Chapter 1

At the high-speed train station security checkpoint, a security officer stops me.

"What's inside the case?" he asks.

"A living donor heart. It's scheduled for transplant in two hours," I reply and hand over the emergency transit pass.

After verifying the documents, the officer is about to let me pass when a hand suddenly shoots out from behind and grabs the case.

"He can't go! That case contains illegal stuff!"

I turn around.

To my shock, it's my brother-in-law, Edward Austin.

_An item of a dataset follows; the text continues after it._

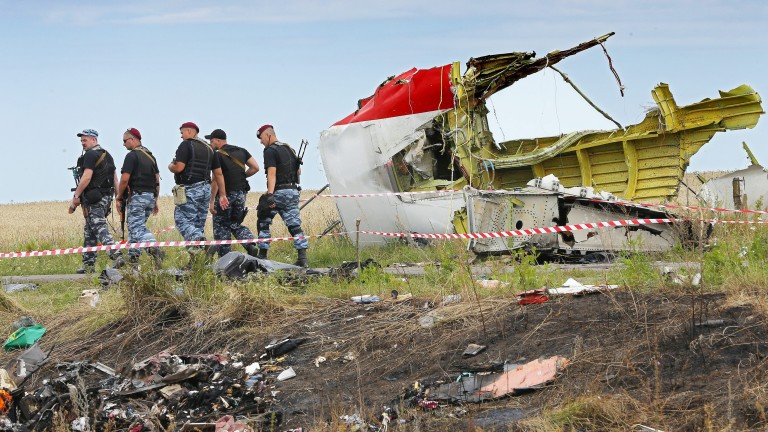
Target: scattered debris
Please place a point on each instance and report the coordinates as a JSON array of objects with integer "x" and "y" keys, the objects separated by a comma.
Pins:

Pointing at me, he shouts, "Officer, I'd like to report him! He's my brother-in-law. There isn't anything medical-related in that case. It's drugs he bought on the black market. He's planning to use his status as a doctor to smuggle them out and sell them!"

Armed police officers immediately surround me with their weapons lowered into ready positions.

My eyes redden with panic. "Have you lost your mind, Edward? There's a donor heart in here! The recipient only has two hours left to live!"

He rolls his eyes and sneers. "Oh, spare me the act. My sister says you've been acting suspiciously lately. You're obviously up to something. If you've got nothing to hide, why don't you open it right here in front of everyone?"

Everyone within the vicinity falls silent.

The leading police officer steps forward with a stern expression. "Please cooperate with the inspection. Open the case immediately."

I glance at the countdown timer on my watch. My back becomes drenched with cold sweat.

If the heart is contaminated, then Michael Ellis—the national hero whose life depends on this transplant—will not survive this.

"Officer, please! You cannot open this container!" I yelled, clutching the cooler to my chest with one hand while thrusting the emergency transit pass toward the police officer with the other.

"Look! This is emergency clearance certificate for organ transport issued by the Department of Health. It has the official seal!

"There is a donor heart inside, kept at a constant 39.2 degrees Fahrenheit. If it's exposed to the air for more than three minutes, the cardiac cells will die. There's no reversing it!"

The lead officer took the permit and flipped it over a couple of times. His expression softened.

He was just about to let me through when my brother-in-law Edward Austin's shrill voice rang out again. "It's fake! The permit is a fake!"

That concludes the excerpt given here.